Icingaweb and auditing

Hello guys,
I have a question in regards to the situation that happened in our company. We are going though audit for new certification and the Icinga came up.
The main topics from our discussion was, that the changes in icingaweb should be somehow logged in regards to beeing able to pair the change in web with the change request.

What I found, was that there exists separate module for this, but unfortunately it does not seem to be doing what we need. The only thing that it logs is, who logged in and who logged out and when, what we would need, at least, is to be able to see, if the definition of Roles for authentication changed.

Did any of you ever came to needing something simmilar ? or would we need to create something custom for this purpose ?

Any ideas or suggestions would be appreciated.

Filip

Hi,

what type of changes would you need being logged? Is it about the Icinga Director with configuration deployments, or are other modules affected by this?

The audit module provides hooks which may need to be implemented by other modules then. The audit module subscribes to those hooks and may log/stream them to a file.
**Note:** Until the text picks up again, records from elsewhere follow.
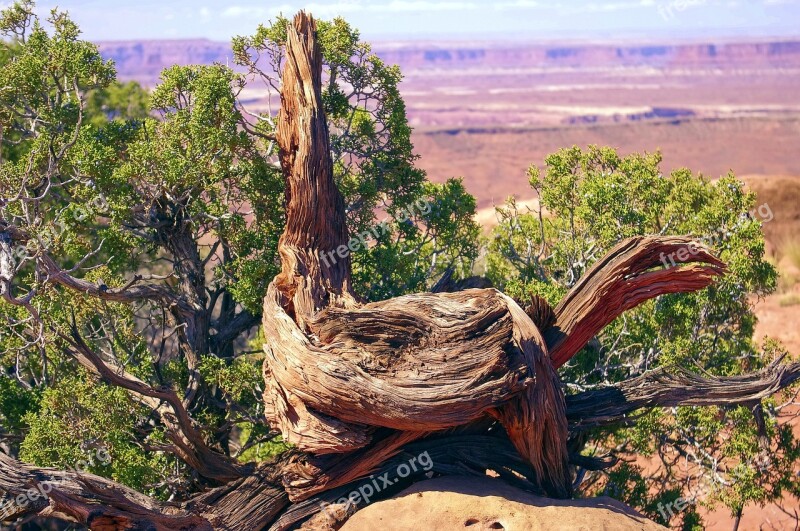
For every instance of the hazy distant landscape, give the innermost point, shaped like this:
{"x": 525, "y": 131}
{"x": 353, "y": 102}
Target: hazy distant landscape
{"x": 487, "y": 111}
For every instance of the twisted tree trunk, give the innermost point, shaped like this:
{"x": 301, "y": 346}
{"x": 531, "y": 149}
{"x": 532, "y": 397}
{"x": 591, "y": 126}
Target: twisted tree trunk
{"x": 468, "y": 377}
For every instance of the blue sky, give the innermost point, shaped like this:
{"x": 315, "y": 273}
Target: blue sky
{"x": 445, "y": 19}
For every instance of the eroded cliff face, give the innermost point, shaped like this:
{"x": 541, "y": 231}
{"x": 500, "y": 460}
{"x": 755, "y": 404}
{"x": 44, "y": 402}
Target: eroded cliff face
{"x": 144, "y": 60}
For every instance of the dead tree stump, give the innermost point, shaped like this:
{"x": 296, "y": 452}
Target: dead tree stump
{"x": 352, "y": 383}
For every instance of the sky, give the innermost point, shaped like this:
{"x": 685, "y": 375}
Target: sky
{"x": 387, "y": 20}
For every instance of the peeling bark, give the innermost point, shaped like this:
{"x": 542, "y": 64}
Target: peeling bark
{"x": 466, "y": 375}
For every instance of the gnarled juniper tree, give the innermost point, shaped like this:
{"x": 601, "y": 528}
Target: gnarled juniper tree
{"x": 136, "y": 250}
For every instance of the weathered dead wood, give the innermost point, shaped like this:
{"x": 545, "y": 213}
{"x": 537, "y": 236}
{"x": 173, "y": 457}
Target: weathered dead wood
{"x": 675, "y": 387}
{"x": 359, "y": 388}
{"x": 315, "y": 216}
{"x": 336, "y": 370}
{"x": 630, "y": 274}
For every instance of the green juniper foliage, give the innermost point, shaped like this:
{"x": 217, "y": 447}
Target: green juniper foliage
{"x": 178, "y": 192}
{"x": 591, "y": 199}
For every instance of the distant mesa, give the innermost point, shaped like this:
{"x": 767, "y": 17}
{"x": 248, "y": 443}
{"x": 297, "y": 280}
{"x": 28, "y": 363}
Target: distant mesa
{"x": 143, "y": 60}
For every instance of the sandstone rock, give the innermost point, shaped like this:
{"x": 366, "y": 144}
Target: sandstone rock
{"x": 478, "y": 504}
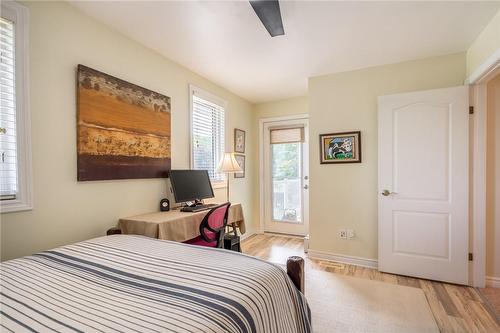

Here’s an example for the REST API command transport, how it is implemented: https://github.com/Icinga/icingaweb2/blob/27c6c06f75d466c43c16fc19410f71f22f9819d8/modules/monitoring/library/Monitoring/Command/Transport/ApiCommandTransport.php#L203

Depending on the changes you’d need, consider preparing patches for upstream (or discussing this in a feature request on GitHub once you’ve got them working).

Cheers,
Michael

E.g. changing roles. Isn’t it possible to just check the roles.ini in /etc/icingaweb2/ ? As far as I know, the role permissions are stored there. You could also use sth. like Elastic + Auditbeat.

Hello,
Thank you very much for your suggestions. The hooks approach is probably going to be much more robust, but I will need to look into that, but basically, we use config files approach with ansible and puppet so we dont use director. From this point there is thankfully not so many things that would need to be audited, mainly the configuration changes, so authentication, application changes, modules eg.

For the approach with files, I already thought about that in regards to audit of icinga itself (icinga2 object list and diff to the rescue), but that brings another issue to the mix. There is no way to match the change in file with specific user (in case of icingaweb), but that might not be that big of a deal in this case.

Maybe etckeeper is also sth. you could like?